In a post today, the company officials detailed how to run a .NET 4 on Google Compute Engine and the features added to its Cloud Platform.
To run ASP.NET 4.x, on GCE, “first you need a Windows Server running IIS and ASP.NET. For this you can easily create a VM on GCE from both Windows Server Data Center 2008R2 and 2012R2 base images,” Google’s cloud team explained.
Once your Windows Server image is ready, “you can establish user credentials, open up the appropriate ports with firewall rules, use RDP to connect to the machine and install whatever software you’d like,” adding the team said.
Further, the team notes, ‘if that software is comprised of the Microsoft IIS web server and ASP.NET, along with the appropriate firewall rules,” “you should definitely consider using the ASP.NET image in the Cloud Launcher.”
Using Cloud Launcher, not only you can create a Windows Server instance, but it also installs SQL Server 2008 Express, IIS, ASP.NET 4.5.2 and opens the standard firewall ports to enable HTTP, HTTPs, WebDeploy and RDP.
Features of Cloud Platforms supporting Windows Server instances:
- GCE now also support the following versions of SQL Server as base image alongside Windows Server:
SQL Server Standard (2012, 2014, 2016)
SQL Server Web (2012, 2014, 2016)
SQL Server Enterprise coming soon (2012, 2014, 2016)
- Google service libraries in NuGet. services provided across more than 100 Google APIs, all of “which are now available for a variety of languages and platforms, including .NET, in NuGet.”
- Further, to ensure that its cloud-specific APIs are easy to understand for .NET developers, documentation has per-language examples, including for .NET.
- To further improve usability of these libraries, wrapper libraries for each of the Cloud APIs specific to each language is available.
These libraries are in beta today, and include wrappers for Google BigQuery, Google Cloud Storage, Google Cloud Pub/Sub and Google Cloud Datastore, with more on the way.
- Google StackDriver Logging now also supports the log4net library, providing simplified logging for your apps, with all the goodness of StackDriver’s multi-machine, multi-app filtering and querying.
- Google Cloud Tools for Visual Studio as of today is available in the Visual Studio Gallery.
- It’s also possible to deploy the ASP.NET 4.x app to Google Compute Engine via Visual Studio’s built-in Publish dialog, but with the Cloud Tools extension, we’ve also made it easy to administer the credentials associated with your VMs and to generate their publish settings files from within Visual Studio.
This functionality is available inside the Google Cloud Explorer, which allows you to browse and manage your Compute Engine, Cloud Storage and Google Cloud SQL resources.

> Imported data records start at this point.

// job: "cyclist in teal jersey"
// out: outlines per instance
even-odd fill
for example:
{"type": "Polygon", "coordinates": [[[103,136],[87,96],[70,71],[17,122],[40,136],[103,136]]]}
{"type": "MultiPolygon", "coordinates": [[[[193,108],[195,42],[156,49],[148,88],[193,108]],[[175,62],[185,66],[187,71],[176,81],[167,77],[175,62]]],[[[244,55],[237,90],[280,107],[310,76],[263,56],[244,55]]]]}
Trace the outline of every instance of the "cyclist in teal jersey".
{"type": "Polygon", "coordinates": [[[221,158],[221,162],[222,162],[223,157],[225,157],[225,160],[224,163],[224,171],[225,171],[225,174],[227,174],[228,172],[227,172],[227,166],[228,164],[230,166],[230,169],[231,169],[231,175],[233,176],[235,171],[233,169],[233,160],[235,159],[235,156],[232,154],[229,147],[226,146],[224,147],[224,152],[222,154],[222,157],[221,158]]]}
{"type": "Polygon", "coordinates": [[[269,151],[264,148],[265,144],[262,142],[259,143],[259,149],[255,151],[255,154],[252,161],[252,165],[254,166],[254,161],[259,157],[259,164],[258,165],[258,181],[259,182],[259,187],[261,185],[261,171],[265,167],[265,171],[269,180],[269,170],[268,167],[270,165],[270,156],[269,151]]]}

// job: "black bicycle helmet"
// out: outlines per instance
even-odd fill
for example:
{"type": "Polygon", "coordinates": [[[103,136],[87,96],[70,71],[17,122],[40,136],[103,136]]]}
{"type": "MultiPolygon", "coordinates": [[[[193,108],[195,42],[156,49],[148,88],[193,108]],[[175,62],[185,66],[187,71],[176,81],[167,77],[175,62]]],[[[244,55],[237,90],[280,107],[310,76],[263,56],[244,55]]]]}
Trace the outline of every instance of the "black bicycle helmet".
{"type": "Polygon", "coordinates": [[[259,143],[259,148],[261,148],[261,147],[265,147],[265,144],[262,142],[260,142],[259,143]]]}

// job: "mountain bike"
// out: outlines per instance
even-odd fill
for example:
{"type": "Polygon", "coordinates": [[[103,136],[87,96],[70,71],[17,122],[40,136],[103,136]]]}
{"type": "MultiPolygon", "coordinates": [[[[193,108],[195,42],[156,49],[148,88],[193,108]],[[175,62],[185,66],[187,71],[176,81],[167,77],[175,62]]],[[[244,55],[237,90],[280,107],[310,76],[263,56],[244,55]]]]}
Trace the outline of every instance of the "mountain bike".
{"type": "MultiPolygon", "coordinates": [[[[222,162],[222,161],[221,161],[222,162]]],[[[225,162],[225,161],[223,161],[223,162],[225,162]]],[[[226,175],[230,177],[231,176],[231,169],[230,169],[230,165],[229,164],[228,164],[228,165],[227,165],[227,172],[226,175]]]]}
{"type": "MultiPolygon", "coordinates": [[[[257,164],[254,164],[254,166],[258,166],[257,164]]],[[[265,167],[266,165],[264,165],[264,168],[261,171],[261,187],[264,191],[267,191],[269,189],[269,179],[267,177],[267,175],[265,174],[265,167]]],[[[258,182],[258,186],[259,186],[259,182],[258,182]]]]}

- Google’s first PowerShell extensions, “Cloud Tools for PowerShell” available today lets you manage your Compute Engine and Cloud Storage resources.
- Migrating existing VMs. Sometimes, you just want to bring an entire machine over as it is in your data center and run it on the cloud as if nothing had changed. A new partnership with CloudEndure enables you does just that.
- CloudEndure replicates Windows and Linux machines at the block level, so that all of your apps, data and configuration comes along with your migration.
- We’re working to enable first-class support for containers-based deployment as well as Linux-based ASP.NET Core.
- Google is bringing soon support for ASP.NET Core.
Many developers are exploring ASP.NET Core for their next-generation workloads. Because ASP.NET Core is fully supported on Linux, you can wrap it in a Docker container and deploy it via App Engine Flexible or Kubernetes running on Google Container Engine.
Finally, the team said, the ASP.NET is not fully supported on either of these platforms yet, but to give you a taste, they’ve enabled all of the Google API Client Libraries to work on .NET Core (with the exception of hand-crafted libraries).